What Do We Do with the Early Church Fathers?


Video from Wretched Radio

Wretched TV and Radio are hosted by Todd Friel. On the show you will see and hear live witnessing encounters and discussions of tough theological issues and various topics in the Christian community.


The Church Fathers?

Are you confused by them there are a lot of them and so much to read and sometimes they are saints and then other times they are heretics. So what are we to do? I love reading them but I have discovered several things. As Tod Friel says in a very plain way yes sometimes they were heretics, sometimes they were wrong. They were at the very beginning and were trying to work things out.

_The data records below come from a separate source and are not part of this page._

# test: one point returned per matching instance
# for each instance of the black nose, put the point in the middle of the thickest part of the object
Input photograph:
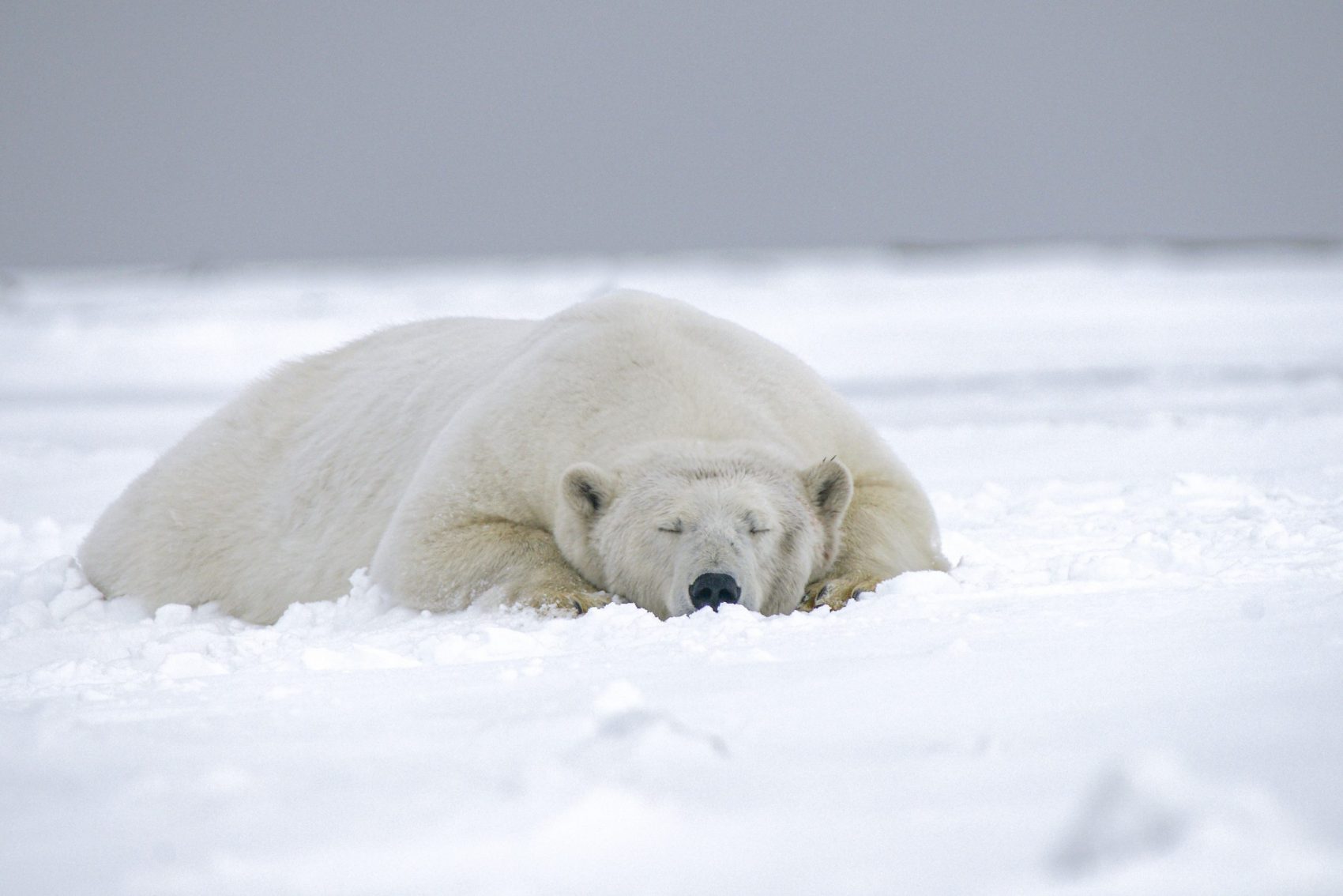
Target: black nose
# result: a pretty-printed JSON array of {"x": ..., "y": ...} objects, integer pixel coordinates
[{"x": 712, "y": 589}]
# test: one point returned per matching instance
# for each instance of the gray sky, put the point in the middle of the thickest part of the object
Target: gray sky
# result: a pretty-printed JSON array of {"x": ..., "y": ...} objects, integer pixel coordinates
[{"x": 239, "y": 130}]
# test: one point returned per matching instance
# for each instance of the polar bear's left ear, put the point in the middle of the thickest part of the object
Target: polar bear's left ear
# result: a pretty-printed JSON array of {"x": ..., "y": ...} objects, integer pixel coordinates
[
  {"x": 589, "y": 489},
  {"x": 830, "y": 488}
]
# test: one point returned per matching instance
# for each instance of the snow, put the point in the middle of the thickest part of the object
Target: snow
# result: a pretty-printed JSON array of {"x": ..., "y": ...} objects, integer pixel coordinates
[{"x": 1128, "y": 684}]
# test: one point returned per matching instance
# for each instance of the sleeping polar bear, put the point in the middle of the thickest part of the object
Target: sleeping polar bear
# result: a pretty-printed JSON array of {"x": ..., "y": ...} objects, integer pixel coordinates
[{"x": 626, "y": 446}]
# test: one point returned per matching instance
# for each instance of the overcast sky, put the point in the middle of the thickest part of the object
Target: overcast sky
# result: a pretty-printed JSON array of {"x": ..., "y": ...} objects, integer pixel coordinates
[{"x": 234, "y": 130}]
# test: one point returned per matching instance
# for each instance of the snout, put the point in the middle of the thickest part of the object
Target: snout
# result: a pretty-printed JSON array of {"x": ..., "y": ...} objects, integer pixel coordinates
[{"x": 712, "y": 589}]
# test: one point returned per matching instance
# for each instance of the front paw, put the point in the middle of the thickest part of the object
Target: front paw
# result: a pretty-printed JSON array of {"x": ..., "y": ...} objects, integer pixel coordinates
[
  {"x": 836, "y": 593},
  {"x": 566, "y": 602}
]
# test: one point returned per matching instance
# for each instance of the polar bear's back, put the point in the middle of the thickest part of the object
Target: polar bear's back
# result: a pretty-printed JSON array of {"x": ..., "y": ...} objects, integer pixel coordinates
[
  {"x": 284, "y": 492},
  {"x": 631, "y": 368}
]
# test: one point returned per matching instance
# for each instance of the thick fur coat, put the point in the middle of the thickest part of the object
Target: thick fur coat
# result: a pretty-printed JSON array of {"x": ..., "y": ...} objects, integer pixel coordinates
[{"x": 626, "y": 446}]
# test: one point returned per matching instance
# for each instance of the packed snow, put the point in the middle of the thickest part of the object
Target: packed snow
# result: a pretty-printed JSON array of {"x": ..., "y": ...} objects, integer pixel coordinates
[{"x": 1130, "y": 683}]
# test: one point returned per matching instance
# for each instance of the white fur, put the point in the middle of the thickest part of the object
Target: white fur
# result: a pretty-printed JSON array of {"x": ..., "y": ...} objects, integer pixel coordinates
[{"x": 540, "y": 458}]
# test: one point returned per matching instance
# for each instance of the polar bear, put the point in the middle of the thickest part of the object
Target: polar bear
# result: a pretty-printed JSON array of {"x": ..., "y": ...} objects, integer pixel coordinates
[{"x": 627, "y": 446}]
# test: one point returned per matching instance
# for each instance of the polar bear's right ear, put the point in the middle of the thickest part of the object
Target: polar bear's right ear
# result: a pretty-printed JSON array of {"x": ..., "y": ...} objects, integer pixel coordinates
[{"x": 589, "y": 489}]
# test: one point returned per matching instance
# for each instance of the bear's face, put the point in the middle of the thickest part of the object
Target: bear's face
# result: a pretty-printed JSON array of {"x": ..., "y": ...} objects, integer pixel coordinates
[{"x": 675, "y": 533}]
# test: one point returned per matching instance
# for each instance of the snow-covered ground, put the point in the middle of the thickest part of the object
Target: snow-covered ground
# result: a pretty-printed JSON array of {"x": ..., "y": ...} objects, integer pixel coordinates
[{"x": 1131, "y": 683}]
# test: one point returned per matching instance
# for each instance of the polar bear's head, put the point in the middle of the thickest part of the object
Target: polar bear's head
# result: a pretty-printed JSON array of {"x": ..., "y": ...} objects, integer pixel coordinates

To follow will be several days of posts about 5 church Fathers to serve as an introduction. You of course can read more if you want to dive deeper.

Getting to Know the Church Fathers: An Evangelical Introduction by Brian Liftin (link)

This is an excellent book to introduce anyone to 12 Church Fathers.


Conclusion from Theology Adrift: The Early Church Fathers and Their Views of Eschatology on Bible.org

"The early church fathers deserve great admiration for their courage to stand boldly for Christ, even at the cost of their lives. They shame us in our worldliness. The writings of the early church fathers also deserve serious study. These men lived in the shadow of the apostolic age. Some of them personally walked and talked with the apostles. Yet while the early fathers are to be seriously studied and respected, they are not to be venerated. As we have seen, like us, they too were fallible, capable of error.

As I hope this paper has made clear, the interpretive errors of the early church fathers were occasioned by the circumstances in which these men of God found themselves. In an era in which Jews and Christians were engaged in overt hostility over which religion would emerge supreme and victorious, it was easy for church leaders to adopt a theology that the church replaced Israel. It was also easy for Justin Martyr to spiritualize the Old Testament in order to see more of New Testament Christianity in it, and thereby refute the Gnostics who denied the Old Testament's place in God's revelation to man. The lesson for us is that we must continually guard against interpreting the Bible according to current events -- a point often lost on some of dispensational millennialism's more popular proponents.83

The bottom line, of course, is that we must continually go back to the Scriptures as our only source for "doing theology." As much as we may respect and admire the early church fathers, or, for that matter, the reformers, the puritans, or a particular modern spiritual leader, we must always remember to be Bereans, checking their conclusions and reasoning against the plumb line of God's Word. No one could put it more clearly or forcefully than Martin Luther as he boldly and defiantly proclaimed before the Diet of Worms: "Unless I am convicted by Scripture and plain reason -- I do not accept the authority of popes and councils, for they have contradicted each other -- my conscience is captive to the Word of God. . . . Here I stand, I cannot do otherwise."